Espagne : reprise des expulsions d’Algériens sans titre de séjour

L’Espagne relance les expulsions d’Algériens en situation irrégulière. Cette mesure vise les ressortissants qui ne disposent pas d’un titre de séjour et qui ne peuvent pas bénéficier du processus de régularisation en cours.
Cette décision intervient alors que Madrid mène une opération de régularisation de grande ampleur. Elle pourrait concerner près d’un demi-million de personnes sans papiers.
Les expulsions vers l’Algérie reprennent
Selon un document de la Direction générale de l’immigration et des frontières, cité par le quotidien espagnol ABC, les autorités espagnoles peuvent de nouveau organiser des expulsions vers l’Algérie.
La note date du 4 mai. Elle s’adresse aux directions générales de la police. Son objet porte sur la reprise des opérations d’expulsion de ressortissants algériens.
Cette évolution arrive dans un contexte de réchauffement des relations entre l’Espagne et l’Algérie.
Les personnes non régularisables sont concernées
Cette mesure ne vise pas tous les Algériens sans titre de séjour.

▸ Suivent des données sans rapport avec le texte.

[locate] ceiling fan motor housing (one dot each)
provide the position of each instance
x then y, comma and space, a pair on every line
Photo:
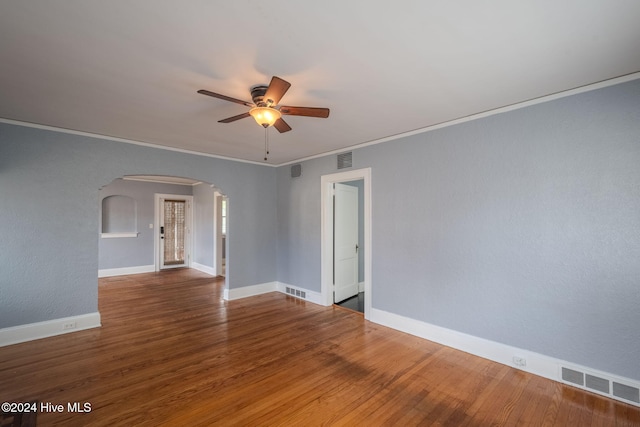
257, 95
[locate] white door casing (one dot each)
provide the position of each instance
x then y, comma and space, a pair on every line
159, 246
326, 231
345, 242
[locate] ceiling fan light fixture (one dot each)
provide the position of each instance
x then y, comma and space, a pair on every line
265, 116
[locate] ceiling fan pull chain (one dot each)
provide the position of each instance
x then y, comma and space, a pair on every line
266, 143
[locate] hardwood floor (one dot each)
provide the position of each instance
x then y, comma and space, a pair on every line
172, 352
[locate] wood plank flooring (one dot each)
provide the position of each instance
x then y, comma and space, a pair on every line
172, 352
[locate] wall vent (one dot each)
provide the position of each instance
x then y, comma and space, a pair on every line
345, 160
572, 376
295, 292
600, 384
626, 392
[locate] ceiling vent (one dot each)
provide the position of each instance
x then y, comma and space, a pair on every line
345, 160
296, 171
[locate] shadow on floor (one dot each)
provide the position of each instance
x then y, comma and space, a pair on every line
355, 303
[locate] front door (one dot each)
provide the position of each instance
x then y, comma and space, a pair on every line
173, 233
345, 242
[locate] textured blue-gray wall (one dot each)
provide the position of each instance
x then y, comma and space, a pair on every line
204, 233
50, 208
522, 228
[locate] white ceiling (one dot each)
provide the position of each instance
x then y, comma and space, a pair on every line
131, 69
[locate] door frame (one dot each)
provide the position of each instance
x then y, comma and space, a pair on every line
188, 246
326, 233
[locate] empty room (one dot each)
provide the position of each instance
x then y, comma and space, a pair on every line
329, 213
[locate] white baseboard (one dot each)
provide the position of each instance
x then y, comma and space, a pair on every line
535, 363
311, 296
49, 328
204, 268
109, 272
249, 291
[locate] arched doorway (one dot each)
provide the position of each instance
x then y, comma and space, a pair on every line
134, 202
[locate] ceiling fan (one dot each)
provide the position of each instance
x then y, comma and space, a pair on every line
265, 109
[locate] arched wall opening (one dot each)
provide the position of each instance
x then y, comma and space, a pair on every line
139, 203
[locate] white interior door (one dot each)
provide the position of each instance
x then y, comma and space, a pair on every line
174, 232
345, 242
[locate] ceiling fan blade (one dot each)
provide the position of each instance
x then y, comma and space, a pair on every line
234, 118
276, 90
322, 113
225, 97
282, 126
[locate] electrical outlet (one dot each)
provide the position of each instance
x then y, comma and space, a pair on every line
519, 361
68, 325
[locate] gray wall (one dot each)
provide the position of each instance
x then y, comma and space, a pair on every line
134, 251
204, 233
50, 209
522, 228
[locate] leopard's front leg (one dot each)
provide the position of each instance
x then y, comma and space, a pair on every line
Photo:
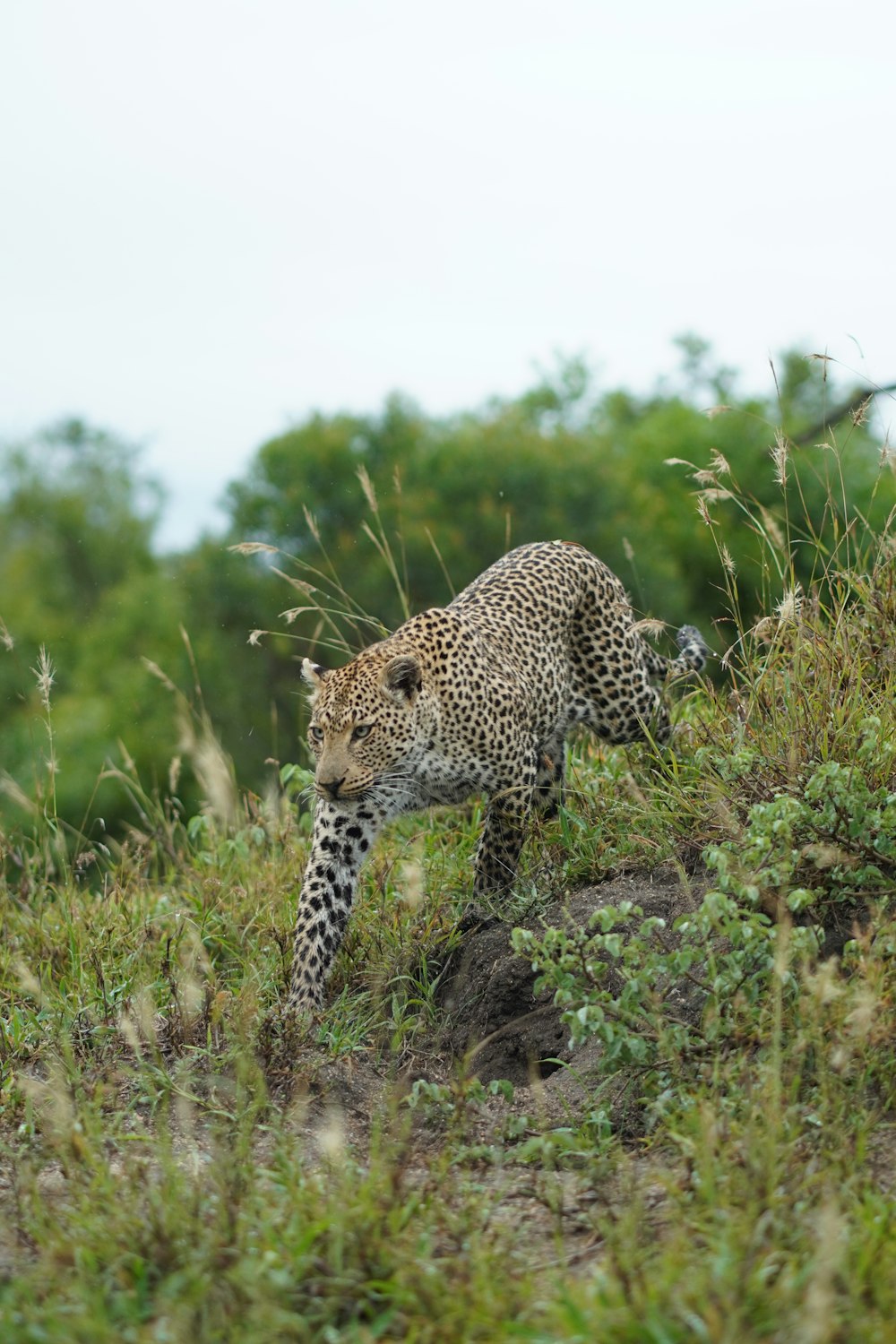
504, 830
341, 838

Elle concerne surtout les personnes qui ne remplissent pas les conditions de régularisation.
Le processus lancé en avril par les autorités espagnoles pourrait permettre à plusieurs milliers d’Algériens d’obtenir une situation régulière.
En revanche, les personnes exclues de ce dispositif peuvent désormais faire l’objet d’une procédure d’expulsion.
Une situation débloquée après des négociations
Le document espagnol explique que de longues négociations ont permis de débloquer la situation.
Ces discussions ont impliqué la Direction générale de l’immigration et plusieurs services du ministère de l’Intérieur.
Selon la note, les autorités peuvent désormais relancer les procédures qui étaient jusque-là bloquées pour les citoyens algériens en situation irrégulière.
Placement possible en centre de rétention
Les services de sécurité espagnols peuvent aussi demander le placement en centre de rétention pour étrangers.
Cette mesure concerne les ressortissants algériens dont le rapatriement est jugé possible.
L’autorité judiciaire compétente doit valider ce placement. Les personnes concernées peuvent ensuite être transférées vers un centre de rétention, avant leur expulsion.
L’UCER supervise les opérations
L’Unité centrale des rapatriements, appelée UCER, jouera un rôle central dans ce dispositif.
Elle devra organiser plusieurs aspects pratiques. Cela concerne le lieu de rétention, le port de départ et le nombre maximal de personnes concernées à chaque opération.
Les brigades régionales des étrangers et des frontières devront appliquer ces instructions.
Des entretiens d’identification par visioconférence
Autre changement important : les entretiens d’identification pourront se faire à distance.
Avant, ces entretiens se déroulaient en présentiel. Désormais, les autorités espagnoles pourront les organiser par visioconférence.
Les services consulaires participeront à cette procédure. Cette méthode doit faciliter l’identification des personnes visées par une mesure d’éloignement.
Une reprise sensible pour la diaspora algérienne
Cette reprise des expulsions intervient dans un moment délicat. L’Espagne mène en parallèle une procédure de régularisation qui suscite beaucoup d’attentes.
Pour les Algériens concernés, la différence entre les deux situations devient donc essentielle. Certains pourront déposer un dossier de régularisation. D’autres risquent une procédure d’expulsion s’ils ne remplissent pas les conditions exigées.
Les prochains mois permettront de mesurer l’impact réel de cette décision sur les ressortissants algériens vivant en Espagne sans titre de séjour.